FRESH
YARN PRESENTS:
A
Lesson Before Driving
By Melissa Roth
PAGE
TWO
I
met Barbara -- a 68-year-old retiree looking to supplement her fixed
income/godsend with a room for rent -- and moved to West Hollywood.
(Those who don't know West Hollywood consider this - two scents
abound: jasmine and marijuana. Once, when I was smoking a cigarette,
someone squealed "Who's smoking tobacco?" like they would
have said, "Who's smoking diesel fuel?") Barbara drew
maps for me, let me call her Bubbie even though she wasn't Jewish,
and, when I left the house, called out to me, "Have it all,
baby!"
I bought
an adequately dinged, formerly metallic '89 Honda Civic I dubbed
Old Gold. (When I saw H-O-N written on my first parking ticket,
I thought "How sweet, the cops think she's honey-colored.")
She died two weeks later. As the tow truck driver explained why
women should only drive new cars, I stared back lovingly at her.
Old. Gold. Dead. Mine. I promised to care for her, in sickness and
in health, and she promised not to die again without ample warning.
The
first time I put gas in Old Gold, I spent 10 minutes shimmying up
to the pump and wound up so close I couldn't get out. Then there
were buttons. I read intently. Nothing made sense. Thankfully a
could-be businessman pulled in behind me. (Those who don't know
Los Angeles consider this - here, it is nearly impossible to discern
a person's line of work based on what they're wearing. Since this
guy wasn't wearing flip-flops, I assumed he was heading somewhere
air-conditioned. Like an office.)
I assaulted
him with questions. He was remarkably helpful.
"I'm
from New York," I explained, like that let me off the hook
and exalted me at the same time. Forgive me my trespasses, I know
not what I do for I am from the holy land.
Fully
fueled and back in my car, I discovered my shirt was unbuttoned.

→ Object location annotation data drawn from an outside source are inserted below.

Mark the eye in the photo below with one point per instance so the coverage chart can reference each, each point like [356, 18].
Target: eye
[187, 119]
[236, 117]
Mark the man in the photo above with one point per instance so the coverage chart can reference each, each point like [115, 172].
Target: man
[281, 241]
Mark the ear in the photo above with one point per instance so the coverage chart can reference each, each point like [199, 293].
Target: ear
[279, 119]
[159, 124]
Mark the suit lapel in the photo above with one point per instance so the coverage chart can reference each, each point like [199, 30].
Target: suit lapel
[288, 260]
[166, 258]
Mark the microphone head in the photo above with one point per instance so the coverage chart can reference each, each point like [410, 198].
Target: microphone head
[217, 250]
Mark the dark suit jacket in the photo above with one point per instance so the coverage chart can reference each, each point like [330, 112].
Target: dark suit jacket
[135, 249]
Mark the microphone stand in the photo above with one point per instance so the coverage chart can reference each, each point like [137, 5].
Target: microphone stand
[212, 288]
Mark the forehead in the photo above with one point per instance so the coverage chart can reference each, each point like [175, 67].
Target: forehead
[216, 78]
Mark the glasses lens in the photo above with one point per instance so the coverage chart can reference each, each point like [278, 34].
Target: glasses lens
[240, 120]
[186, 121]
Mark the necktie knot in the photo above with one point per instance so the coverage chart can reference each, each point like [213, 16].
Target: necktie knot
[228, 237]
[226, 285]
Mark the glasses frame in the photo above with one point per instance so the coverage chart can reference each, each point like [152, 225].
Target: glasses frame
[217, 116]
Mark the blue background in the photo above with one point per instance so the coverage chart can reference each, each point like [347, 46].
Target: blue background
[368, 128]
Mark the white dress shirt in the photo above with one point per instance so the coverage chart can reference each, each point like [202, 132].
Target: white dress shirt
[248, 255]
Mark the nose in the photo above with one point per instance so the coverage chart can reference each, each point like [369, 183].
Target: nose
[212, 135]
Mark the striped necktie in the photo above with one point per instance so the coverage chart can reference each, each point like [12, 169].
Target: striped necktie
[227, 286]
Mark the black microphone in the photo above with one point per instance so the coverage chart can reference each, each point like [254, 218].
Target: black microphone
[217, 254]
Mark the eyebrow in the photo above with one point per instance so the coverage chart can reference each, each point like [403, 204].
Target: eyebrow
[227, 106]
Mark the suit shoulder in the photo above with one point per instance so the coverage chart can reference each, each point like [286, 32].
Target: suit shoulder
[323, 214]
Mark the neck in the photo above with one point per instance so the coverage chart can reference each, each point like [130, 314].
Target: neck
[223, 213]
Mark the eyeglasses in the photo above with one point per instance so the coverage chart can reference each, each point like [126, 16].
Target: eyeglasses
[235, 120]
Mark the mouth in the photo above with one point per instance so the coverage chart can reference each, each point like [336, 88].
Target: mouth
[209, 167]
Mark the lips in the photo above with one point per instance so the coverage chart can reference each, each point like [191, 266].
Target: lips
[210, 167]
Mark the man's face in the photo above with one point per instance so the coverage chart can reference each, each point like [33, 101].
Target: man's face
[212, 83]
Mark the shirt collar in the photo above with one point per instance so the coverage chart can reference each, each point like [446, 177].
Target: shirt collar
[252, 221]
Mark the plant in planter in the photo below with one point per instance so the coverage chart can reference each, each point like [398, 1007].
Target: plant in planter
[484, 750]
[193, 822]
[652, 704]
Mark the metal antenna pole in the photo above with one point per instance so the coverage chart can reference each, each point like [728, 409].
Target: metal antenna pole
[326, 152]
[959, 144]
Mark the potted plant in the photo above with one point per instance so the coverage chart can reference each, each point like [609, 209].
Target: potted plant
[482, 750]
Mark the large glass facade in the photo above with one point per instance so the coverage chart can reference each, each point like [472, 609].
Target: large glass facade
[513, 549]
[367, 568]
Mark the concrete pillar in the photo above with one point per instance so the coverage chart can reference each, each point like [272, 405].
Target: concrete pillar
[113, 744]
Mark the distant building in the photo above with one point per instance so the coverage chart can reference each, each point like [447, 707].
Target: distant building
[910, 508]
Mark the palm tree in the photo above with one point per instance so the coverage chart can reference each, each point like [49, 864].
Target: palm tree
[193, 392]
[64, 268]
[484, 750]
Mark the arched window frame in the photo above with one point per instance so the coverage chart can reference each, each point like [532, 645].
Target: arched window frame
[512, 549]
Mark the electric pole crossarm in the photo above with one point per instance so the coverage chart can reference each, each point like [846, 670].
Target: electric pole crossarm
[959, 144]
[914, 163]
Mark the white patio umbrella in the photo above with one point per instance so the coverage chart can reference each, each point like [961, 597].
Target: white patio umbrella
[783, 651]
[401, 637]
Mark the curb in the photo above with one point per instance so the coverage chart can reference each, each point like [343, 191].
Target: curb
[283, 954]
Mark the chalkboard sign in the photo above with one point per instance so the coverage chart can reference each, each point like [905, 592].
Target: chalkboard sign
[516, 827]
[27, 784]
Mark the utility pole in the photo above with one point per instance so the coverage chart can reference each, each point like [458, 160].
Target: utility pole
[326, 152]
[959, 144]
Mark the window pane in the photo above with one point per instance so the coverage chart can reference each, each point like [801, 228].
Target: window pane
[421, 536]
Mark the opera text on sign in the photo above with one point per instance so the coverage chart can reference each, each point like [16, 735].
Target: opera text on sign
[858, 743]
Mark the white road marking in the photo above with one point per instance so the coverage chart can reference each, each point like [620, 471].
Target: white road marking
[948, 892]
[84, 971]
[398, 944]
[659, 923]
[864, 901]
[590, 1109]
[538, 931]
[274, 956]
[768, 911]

To the waist. In the rear view I saw my little helper, grinning
from ear to ear.
I started
working in West Los Angeles. (When I first heard there was a West
Los Angeles, I was confused. "Wouldn't that be in the water?"

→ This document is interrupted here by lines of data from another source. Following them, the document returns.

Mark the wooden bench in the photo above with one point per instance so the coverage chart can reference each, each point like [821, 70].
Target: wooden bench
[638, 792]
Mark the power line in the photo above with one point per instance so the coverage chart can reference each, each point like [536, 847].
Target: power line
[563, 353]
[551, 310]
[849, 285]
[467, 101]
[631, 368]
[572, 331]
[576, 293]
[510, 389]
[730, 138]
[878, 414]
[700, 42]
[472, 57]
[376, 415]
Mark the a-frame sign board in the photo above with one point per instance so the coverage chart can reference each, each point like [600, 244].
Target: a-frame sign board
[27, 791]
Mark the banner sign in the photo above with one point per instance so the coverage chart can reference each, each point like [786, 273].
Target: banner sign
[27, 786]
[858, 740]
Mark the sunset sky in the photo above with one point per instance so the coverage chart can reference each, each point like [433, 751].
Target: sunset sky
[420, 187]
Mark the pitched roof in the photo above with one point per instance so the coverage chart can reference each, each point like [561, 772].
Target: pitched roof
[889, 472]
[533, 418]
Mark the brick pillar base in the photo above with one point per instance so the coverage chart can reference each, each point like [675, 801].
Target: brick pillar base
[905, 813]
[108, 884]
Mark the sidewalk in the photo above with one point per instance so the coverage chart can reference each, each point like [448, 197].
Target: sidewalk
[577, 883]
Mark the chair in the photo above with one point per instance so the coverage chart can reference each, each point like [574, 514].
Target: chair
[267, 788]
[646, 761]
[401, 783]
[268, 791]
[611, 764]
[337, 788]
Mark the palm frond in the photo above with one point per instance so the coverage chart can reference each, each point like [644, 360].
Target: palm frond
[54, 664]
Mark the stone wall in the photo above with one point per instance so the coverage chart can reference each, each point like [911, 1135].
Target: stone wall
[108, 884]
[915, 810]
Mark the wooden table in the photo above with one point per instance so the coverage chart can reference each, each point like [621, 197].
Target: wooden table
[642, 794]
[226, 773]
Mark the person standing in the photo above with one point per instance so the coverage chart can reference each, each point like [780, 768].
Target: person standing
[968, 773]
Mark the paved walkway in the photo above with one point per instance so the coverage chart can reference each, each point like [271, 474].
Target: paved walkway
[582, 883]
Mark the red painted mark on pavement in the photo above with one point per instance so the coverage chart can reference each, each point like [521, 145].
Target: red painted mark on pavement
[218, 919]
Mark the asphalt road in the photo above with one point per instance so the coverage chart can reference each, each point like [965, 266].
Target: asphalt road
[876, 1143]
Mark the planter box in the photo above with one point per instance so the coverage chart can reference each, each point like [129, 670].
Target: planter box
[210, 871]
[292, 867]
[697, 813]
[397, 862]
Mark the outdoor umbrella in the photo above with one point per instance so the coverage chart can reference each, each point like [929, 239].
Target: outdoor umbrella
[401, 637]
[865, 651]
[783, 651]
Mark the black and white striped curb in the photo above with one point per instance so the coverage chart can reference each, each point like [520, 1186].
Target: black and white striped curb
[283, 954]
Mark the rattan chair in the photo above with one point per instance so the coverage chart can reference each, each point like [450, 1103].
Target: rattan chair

I asked. ) So I wouldn't have to drive home in the dark, which terrified
me, I left at 4:30.
One
day, somewhere on Olympic Boulevard, stopped at a red light, my
mind whirred.
I'm
not in New York.
I'm
driving a car.
I have
a car?
I looked
up and saw a store called Fishland. I wondered - fish as food or
fish as pets? I got an answer but forgot it the second the light
turned. This happened every day. Same light. Same questions, same
Fishland. Then one day, I was at Fishland, but not. Fishland was
fishless. A For Rent sign hung in the window. I felt so sad I wrote
Fishland on a stickie and stuck it to my dash. I stopped taking
Olympic home as a form of protest.
I was soon driving at night. Not because I wanted to, but because
night started happening earlier and earlier and pretty much forced
the issue. Going 35 mph (yay me!) in the right lane (always me!),
the road became dark. Dark dark. Suddenly, a car appeared next to
me. Terrified to take my eyes off the road, I chanced a look, and
saw a car full of guys. Four, maybe five. That's it, I thought.

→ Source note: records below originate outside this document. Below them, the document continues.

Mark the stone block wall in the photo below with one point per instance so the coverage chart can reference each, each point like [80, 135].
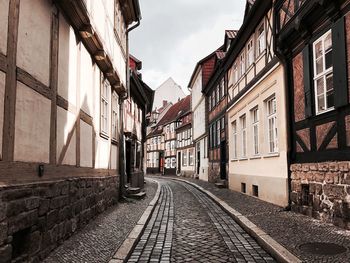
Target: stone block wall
[36, 218]
[322, 191]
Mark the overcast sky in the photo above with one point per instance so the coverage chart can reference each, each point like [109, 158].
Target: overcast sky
[175, 34]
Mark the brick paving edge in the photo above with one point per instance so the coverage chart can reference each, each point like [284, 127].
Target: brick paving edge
[125, 250]
[279, 252]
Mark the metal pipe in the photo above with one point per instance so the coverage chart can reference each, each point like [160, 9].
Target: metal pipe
[122, 150]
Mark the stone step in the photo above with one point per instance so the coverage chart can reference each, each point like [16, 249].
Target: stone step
[133, 190]
[137, 196]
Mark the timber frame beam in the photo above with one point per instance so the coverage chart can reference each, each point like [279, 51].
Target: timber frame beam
[78, 15]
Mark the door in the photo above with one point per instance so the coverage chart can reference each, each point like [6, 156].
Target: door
[179, 162]
[223, 160]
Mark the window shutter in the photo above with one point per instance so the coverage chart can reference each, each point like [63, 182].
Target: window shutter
[307, 81]
[339, 64]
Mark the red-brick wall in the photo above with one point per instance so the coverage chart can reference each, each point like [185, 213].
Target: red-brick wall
[299, 98]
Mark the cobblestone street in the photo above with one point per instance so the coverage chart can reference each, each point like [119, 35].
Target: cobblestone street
[187, 226]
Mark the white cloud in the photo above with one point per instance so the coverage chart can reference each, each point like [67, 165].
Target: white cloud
[175, 34]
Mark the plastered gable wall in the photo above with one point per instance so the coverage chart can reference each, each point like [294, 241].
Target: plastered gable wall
[67, 62]
[66, 137]
[32, 128]
[4, 7]
[2, 96]
[33, 51]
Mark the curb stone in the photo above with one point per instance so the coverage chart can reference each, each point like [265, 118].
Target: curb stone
[124, 251]
[280, 253]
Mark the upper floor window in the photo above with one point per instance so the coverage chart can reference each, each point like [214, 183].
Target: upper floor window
[234, 140]
[241, 64]
[272, 124]
[115, 116]
[255, 128]
[250, 53]
[244, 135]
[323, 73]
[105, 90]
[261, 39]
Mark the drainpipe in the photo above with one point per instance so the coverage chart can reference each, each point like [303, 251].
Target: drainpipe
[122, 149]
[288, 115]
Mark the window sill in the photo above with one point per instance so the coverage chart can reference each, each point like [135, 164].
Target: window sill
[104, 136]
[255, 157]
[272, 155]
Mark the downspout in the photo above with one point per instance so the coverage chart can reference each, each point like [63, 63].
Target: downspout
[122, 150]
[288, 115]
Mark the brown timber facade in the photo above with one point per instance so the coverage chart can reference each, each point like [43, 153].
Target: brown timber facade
[313, 39]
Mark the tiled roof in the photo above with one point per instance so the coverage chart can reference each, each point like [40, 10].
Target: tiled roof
[177, 110]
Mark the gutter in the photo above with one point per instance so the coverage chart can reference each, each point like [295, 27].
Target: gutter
[122, 150]
[288, 116]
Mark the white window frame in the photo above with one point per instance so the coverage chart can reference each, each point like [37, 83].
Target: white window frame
[272, 132]
[255, 130]
[234, 140]
[243, 121]
[261, 39]
[115, 116]
[250, 52]
[104, 117]
[322, 75]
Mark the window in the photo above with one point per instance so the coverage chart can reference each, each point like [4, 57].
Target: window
[255, 124]
[190, 157]
[250, 53]
[115, 116]
[218, 133]
[242, 65]
[104, 106]
[261, 42]
[173, 162]
[184, 158]
[272, 125]
[323, 73]
[235, 73]
[234, 140]
[244, 135]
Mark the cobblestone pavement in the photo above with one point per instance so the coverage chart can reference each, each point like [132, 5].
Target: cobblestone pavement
[201, 230]
[98, 241]
[288, 228]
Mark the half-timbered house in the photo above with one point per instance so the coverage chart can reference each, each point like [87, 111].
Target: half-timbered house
[256, 109]
[313, 40]
[63, 78]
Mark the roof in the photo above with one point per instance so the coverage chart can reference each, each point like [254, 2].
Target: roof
[177, 110]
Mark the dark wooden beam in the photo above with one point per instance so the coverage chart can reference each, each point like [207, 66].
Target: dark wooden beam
[8, 139]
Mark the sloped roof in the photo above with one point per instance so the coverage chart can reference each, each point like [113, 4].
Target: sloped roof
[178, 109]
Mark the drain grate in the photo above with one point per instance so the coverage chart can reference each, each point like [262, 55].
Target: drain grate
[319, 248]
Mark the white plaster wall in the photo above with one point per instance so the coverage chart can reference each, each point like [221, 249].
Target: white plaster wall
[32, 128]
[67, 62]
[114, 157]
[86, 81]
[203, 171]
[267, 166]
[199, 120]
[169, 91]
[33, 53]
[65, 124]
[85, 144]
[2, 96]
[4, 7]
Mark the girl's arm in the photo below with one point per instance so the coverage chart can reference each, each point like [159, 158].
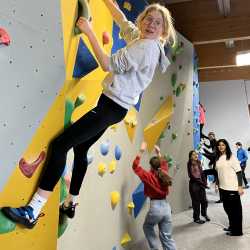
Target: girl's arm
[115, 11]
[85, 27]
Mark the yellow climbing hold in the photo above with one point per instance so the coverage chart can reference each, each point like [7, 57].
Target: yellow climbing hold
[125, 239]
[115, 198]
[131, 123]
[112, 166]
[101, 169]
[127, 6]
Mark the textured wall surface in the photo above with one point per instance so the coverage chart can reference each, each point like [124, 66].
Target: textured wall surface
[32, 72]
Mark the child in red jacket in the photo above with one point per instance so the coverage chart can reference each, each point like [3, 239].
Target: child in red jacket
[156, 182]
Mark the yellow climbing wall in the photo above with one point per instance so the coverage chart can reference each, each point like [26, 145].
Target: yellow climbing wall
[19, 189]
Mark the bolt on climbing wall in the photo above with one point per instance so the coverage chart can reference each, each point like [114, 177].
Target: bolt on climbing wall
[32, 72]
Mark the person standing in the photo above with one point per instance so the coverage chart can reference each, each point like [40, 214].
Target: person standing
[156, 182]
[197, 186]
[242, 157]
[230, 185]
[131, 72]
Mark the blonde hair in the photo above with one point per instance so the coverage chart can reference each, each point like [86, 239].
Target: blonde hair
[169, 33]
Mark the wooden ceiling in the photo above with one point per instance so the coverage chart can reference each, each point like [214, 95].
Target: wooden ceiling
[209, 25]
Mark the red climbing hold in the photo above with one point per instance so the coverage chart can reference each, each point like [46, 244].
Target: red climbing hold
[28, 169]
[4, 37]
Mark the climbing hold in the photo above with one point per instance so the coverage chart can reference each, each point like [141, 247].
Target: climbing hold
[162, 136]
[85, 61]
[69, 108]
[174, 136]
[101, 169]
[118, 153]
[115, 198]
[6, 225]
[173, 79]
[63, 190]
[114, 127]
[105, 38]
[125, 239]
[4, 37]
[112, 166]
[28, 169]
[104, 148]
[84, 11]
[62, 224]
[169, 160]
[127, 5]
[90, 158]
[178, 91]
[79, 101]
[131, 206]
[138, 198]
[173, 58]
[183, 86]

Old Gold and I'll be in a ditch in no time. I envisioned the front
page of The New York Post, then I realized I'm in L.A. Fuck.
There I was, about to die a perfectly gruesome death, and there's
no New York Post? I looked again and counted six guys, maybe
seven. Were they multiplying in there? Fuck fuck double fuck.
"Hey!"
the driver screamed. Maybe it's my car -- a tail light out, a bumper
dangling, a leak rendering Old Gold on the verge of detonating.
Of course it's my car.
"Hey!'
he yelled again. Please don't let them ask for directions, I thought,
then all forty of them will know I don't know where I'm going.
"My
friend thinks you're cute."
In
my best can't-you-see-I'm-busy voice, I yelled:
"I'm
driving!"
The
driver and I locked eyes.
"We're
all driving baby!" he screamed, and they zoomed off, leaving
me alive, alone in the dark, searching for tail lights to guide
me home.
Arnold's business card/invitation is still in my glove box. It's
folded in half now, with a chewed up piece of gum stuck inside.
Those who think it's weird that I kept it consider this -- I never
had a glove box before. Then again, I'm from New York.